İNSANLARIMIZIN GÜZELLİK ANLAYIŞI

Güzellik anlayışı ve tanımı yüzyıllardır tüm toplumlarda değişkenlik
gösteren bir kavram haline büründü. Bu değişkenliklerin gerekçelerini
geçmiş toplumlar ve eski çağların zihniyetleri belirledi. Örneğin; Günümüzde erkeklerin fiziksel olarak güzellik anlayışlarında en baskın olarak önde gördüğü toplumlardan olan soğuk iklimin soluk tenli kadınlarını (Ruslar) ele alalım. Erkeklerde oluşan bu algının sebebi çevresinde sık görülenlere nazaran daha az ve nadir olmaları. Çünkü aynı
etnik gruptan aynı tür fiziksel özelliklere sahip hem cins ve karşı cinslerin
olması çağın gerekçeleriyle farklı bir arayış içerisine yönlendirmelerine
sebep olmuştur. Birkaç çağ öncesine dönecek olursak bu durum tam tersi bir yol izlemiştir. Kökenleri bugünkü Rusya’nın topraklarında kurulan farklı uygarlıklardan olan bu soğuk iklimin soğuk ve güzel kadınları o çağlarda farklılıklarından dolayı hastalıklı bir toplum olarak görülüp güçlü devletler tarafından işgal edildiklerinde sadece köle olarak kullanılmışlardır. Peki çağlar arasında süregelen bu değişimin ana sebebi nedir sizce? Düşünce ve fikir anlayışı…

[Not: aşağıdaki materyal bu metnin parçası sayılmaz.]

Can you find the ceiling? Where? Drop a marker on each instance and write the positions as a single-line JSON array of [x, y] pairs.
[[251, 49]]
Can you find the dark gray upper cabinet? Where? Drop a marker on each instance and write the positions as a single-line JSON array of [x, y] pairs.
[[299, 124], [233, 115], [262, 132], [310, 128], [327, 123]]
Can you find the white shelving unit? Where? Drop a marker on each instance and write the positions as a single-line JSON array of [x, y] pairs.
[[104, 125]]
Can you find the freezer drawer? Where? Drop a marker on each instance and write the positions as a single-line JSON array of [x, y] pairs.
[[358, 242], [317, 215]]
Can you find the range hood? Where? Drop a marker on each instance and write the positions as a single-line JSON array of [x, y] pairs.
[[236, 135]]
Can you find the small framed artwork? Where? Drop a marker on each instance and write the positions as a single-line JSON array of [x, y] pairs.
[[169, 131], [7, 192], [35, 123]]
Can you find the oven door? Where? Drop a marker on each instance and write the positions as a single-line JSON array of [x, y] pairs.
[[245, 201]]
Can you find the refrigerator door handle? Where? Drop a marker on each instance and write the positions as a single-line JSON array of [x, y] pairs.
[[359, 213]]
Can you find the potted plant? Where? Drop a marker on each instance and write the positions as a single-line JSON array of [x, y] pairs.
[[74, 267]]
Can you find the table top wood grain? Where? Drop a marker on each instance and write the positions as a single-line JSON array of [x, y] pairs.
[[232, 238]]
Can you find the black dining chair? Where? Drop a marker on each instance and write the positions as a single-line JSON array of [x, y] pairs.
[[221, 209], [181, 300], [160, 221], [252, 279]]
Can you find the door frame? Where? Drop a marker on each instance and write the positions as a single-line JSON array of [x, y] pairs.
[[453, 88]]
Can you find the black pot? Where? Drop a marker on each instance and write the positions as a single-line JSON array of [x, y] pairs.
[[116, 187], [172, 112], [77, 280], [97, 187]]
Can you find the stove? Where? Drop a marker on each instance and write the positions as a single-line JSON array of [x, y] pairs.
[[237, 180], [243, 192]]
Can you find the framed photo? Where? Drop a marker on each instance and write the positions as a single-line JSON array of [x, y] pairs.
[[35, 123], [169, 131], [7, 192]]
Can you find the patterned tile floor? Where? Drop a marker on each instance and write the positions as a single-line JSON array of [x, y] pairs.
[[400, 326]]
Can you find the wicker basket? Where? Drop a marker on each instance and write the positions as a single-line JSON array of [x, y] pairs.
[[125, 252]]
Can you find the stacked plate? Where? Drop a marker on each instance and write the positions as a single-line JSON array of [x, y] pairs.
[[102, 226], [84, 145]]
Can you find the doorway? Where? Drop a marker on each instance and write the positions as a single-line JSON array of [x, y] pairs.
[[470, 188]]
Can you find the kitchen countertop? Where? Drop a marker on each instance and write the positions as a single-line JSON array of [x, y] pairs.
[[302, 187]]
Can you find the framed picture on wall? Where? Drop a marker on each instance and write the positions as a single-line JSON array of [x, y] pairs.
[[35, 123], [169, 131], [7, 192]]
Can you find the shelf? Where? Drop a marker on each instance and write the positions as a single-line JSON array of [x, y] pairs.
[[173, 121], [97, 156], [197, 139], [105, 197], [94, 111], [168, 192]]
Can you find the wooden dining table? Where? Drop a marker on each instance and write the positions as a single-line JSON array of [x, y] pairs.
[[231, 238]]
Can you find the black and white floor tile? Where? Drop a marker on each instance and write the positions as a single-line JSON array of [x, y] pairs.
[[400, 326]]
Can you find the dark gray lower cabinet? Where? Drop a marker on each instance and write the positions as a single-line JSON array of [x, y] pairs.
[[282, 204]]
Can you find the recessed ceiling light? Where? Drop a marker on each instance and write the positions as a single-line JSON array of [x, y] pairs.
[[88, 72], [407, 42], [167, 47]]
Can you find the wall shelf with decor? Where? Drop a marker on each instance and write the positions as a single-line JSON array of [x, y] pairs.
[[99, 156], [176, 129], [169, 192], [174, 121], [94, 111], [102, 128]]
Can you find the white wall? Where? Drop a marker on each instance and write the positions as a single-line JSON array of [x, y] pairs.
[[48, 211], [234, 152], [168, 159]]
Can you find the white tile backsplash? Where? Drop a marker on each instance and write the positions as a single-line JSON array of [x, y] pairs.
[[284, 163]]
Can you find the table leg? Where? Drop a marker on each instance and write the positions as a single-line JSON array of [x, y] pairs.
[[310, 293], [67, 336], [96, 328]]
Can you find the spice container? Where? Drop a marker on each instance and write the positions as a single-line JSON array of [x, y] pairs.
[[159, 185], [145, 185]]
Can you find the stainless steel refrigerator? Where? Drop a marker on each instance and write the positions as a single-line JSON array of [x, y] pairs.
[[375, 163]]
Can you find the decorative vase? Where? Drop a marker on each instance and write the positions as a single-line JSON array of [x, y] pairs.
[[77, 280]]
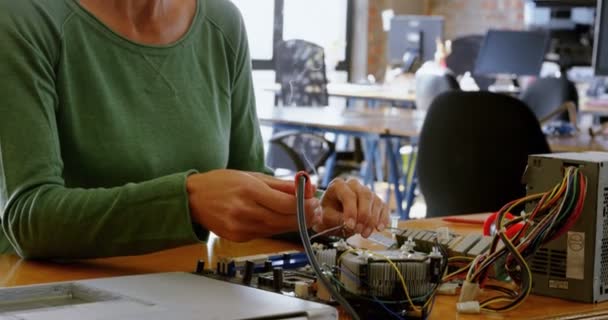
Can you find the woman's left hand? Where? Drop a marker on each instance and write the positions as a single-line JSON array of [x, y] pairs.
[[353, 204], [344, 202]]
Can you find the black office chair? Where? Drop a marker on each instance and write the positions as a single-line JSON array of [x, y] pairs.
[[429, 86], [300, 69], [464, 51], [473, 150], [546, 95]]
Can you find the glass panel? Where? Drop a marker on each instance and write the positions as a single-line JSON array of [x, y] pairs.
[[320, 21], [259, 21]]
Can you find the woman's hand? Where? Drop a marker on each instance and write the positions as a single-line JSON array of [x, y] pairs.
[[241, 206], [353, 204]]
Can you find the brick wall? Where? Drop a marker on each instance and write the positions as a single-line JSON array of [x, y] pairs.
[[462, 17]]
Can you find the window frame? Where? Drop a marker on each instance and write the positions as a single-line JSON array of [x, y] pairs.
[[268, 64]]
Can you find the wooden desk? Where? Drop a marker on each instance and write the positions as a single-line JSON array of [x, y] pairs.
[[396, 93], [370, 124], [14, 271], [382, 121], [578, 143]]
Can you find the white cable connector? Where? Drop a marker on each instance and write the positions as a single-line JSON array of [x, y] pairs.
[[408, 246], [469, 291], [471, 307], [443, 234], [448, 289]]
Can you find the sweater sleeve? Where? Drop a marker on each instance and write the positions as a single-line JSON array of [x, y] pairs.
[[246, 144], [40, 216]]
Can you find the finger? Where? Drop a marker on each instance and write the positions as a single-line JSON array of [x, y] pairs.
[[338, 195], [375, 215], [280, 202], [384, 220], [285, 186], [330, 218], [364, 198], [273, 223]]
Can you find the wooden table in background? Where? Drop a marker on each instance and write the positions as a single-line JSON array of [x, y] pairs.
[[400, 92], [14, 272], [578, 143], [378, 121]]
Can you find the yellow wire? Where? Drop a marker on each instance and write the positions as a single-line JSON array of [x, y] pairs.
[[394, 266], [460, 258], [508, 242]]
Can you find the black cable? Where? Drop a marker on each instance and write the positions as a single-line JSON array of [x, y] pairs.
[[310, 254]]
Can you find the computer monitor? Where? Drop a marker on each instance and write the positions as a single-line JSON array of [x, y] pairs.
[[413, 37], [512, 53], [600, 47]]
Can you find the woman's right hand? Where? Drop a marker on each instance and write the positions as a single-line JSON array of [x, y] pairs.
[[241, 206]]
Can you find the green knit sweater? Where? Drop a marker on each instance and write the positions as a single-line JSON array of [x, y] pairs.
[[98, 133]]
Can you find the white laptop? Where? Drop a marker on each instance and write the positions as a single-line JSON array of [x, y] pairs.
[[173, 296]]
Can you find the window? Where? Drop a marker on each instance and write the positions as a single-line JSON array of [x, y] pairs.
[[326, 23], [259, 21], [320, 21]]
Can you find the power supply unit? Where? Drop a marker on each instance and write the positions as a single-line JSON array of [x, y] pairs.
[[575, 265]]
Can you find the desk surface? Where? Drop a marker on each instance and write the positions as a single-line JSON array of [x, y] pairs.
[[14, 271], [396, 122], [399, 92], [382, 121]]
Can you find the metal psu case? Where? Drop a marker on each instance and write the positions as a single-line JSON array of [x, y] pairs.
[[575, 265]]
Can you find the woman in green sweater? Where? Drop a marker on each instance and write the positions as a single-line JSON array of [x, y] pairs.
[[129, 126]]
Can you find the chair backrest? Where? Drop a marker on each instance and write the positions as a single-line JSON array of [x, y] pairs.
[[473, 151], [544, 95], [429, 86], [298, 151], [300, 69], [463, 56]]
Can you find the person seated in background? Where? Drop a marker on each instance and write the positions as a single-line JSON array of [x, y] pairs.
[[129, 126]]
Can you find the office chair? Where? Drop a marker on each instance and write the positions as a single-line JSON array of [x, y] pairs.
[[429, 86], [464, 51], [473, 150], [300, 69], [546, 95]]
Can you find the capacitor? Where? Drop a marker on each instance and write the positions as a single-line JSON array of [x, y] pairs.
[[200, 266], [435, 265], [277, 279], [267, 266], [249, 265], [301, 289]]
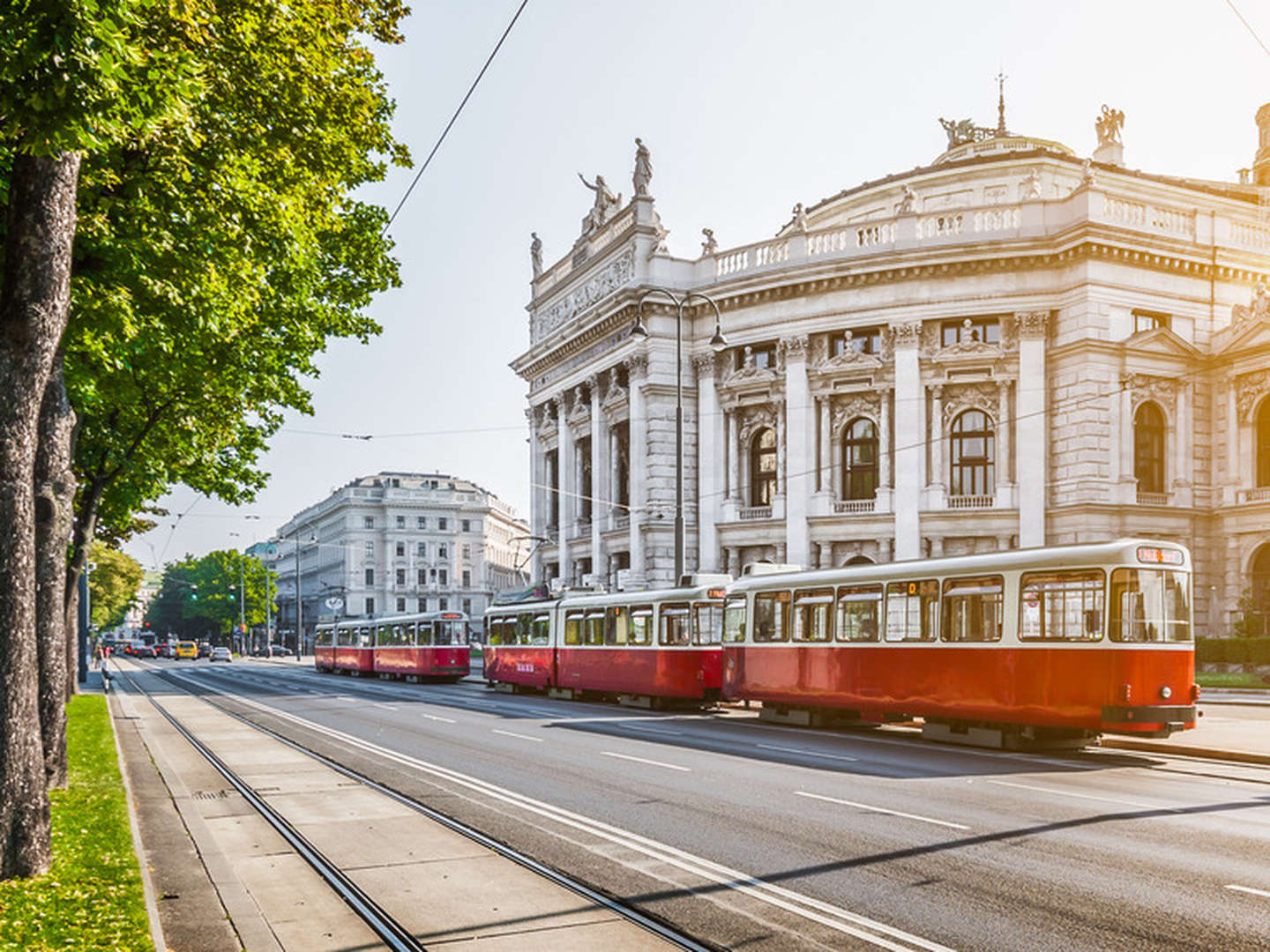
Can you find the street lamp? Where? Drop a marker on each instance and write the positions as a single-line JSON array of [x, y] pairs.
[[718, 343]]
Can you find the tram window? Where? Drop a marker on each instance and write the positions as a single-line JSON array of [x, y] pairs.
[[912, 611], [1061, 606], [706, 623], [675, 625], [641, 625], [1149, 605], [735, 621], [811, 614], [973, 608], [771, 616], [542, 634], [573, 628], [859, 612], [616, 626]]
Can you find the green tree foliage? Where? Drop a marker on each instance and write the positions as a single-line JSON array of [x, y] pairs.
[[112, 585], [199, 597]]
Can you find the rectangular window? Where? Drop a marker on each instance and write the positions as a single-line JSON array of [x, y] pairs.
[[771, 616], [573, 628], [1061, 606], [1149, 605], [616, 626], [859, 616], [706, 623], [735, 621], [973, 608], [676, 625], [912, 611], [811, 614], [641, 625]]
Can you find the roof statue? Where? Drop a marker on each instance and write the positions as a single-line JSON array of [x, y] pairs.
[[605, 204], [536, 253], [643, 175], [1108, 126]]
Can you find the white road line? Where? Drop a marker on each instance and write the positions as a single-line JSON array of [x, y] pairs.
[[1117, 801], [643, 761], [519, 736], [882, 810], [808, 753], [1249, 889], [827, 914]]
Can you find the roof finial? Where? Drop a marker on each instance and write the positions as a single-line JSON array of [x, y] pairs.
[[1001, 101]]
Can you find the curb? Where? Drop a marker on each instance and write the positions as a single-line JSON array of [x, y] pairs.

Geçmiş çağlarda uygarlıkların izlediği politika kalabalık bir nüfus oluşturup daha güçlü olmaktı. Bunun için de sadece kendi toplumunun bireyleri arasında bunları sağlamak daha güvenliydi. Günümüzde ise geçmişe nazaran toplumsal bir anlayıştan ziyade daha çok gelişen kişisel anlayışlar güzellik anlayışını daha da özelleştirmiştir. Teknolojinin bize
getirdikleri ile beraber reklamlarla bize sunulan güzellik anlayışı toplumun
algısını değiştirmekte hâlâ daha büyük rol oynamaktadır. Türk toplumunun güzellik anlayışı da teknolojinin gelişimiyle birlikte sürekli değişkenlik göstererek ilerlemeye devam ediyor. Önceden manevi söylemlerin daha anlamlı olduğu zamanlardan, söylentilerle hareket eden bir toplum haline
dönüşmek güzellik anlayışımızı başkalarına göre belirlememize sebep oldu.
Sırf başkaları yanına yakıştırmayacak diye endişe duyan kadınlardan, fiziksel olarak çok güzel olan kadınlara reddedilme korkusuyla açılmaya korkan erkeklerden ve bir kadın ya da erkek tarafından reddedilince yaftalayan bireyler haline dönüşmek çağımızın en acınılası durumu haline gelmiştir. Güzellik anlayışını bile toplumun değer ve yargılarına göre belirlemek bireyi kendisinden uzaklaştırıp özgüvensiz biri haline getirmeye devam etmektedir.

Peki sizce güzellik nedir? Kusursuz güzellik diye bir kavram var mıdır? İnsan güzelliği nerede aramalıdır? Herhangi bir nesneyi, canlıyı, duyguyu ya da inancı güzel bulabilmek için ne hissettirdiğine bakmalı insan. Her renk kusursuz bir güzelliğe sahiptir ama her insanda farklı duygu yaratır. Huzuru veya huzursuzluğu. Günbatımında gökyüzüne serilen kızıllığı düşünün dünyanın herhangi bir yerinde çimlere uzanmış bu muhteşem manzarayı izleyen bir insanın güzellik anlayışına verebileceği en güzel cevap bu olabilir. Aynı şekilde aynı gün batımında savaşın ortasında bir çocuğu hayal edin. Biraz sonra o kızıllıktan tepesine düşecek bombanın yarattığı huzursuzluğu. İşte tam bu anda fark edebilmeli insan kusursuz güzelliğin nerede olduğunu çünkü o sabit ve değişmez. Sadece onun güzel olup olmadığını yaşanmışlıklar belirler. Kusursuz güzelliğe sahip tek şey ise muhteşem renkleriyle içinde bulunduğumuz doğadır. Bizler bu kusursuz güzelliğin barındırdığı yaşamın içinden tüm canlı ve cansız varlıkları güzel veya çirkin diye ayırmaya devam mı edeceğiz?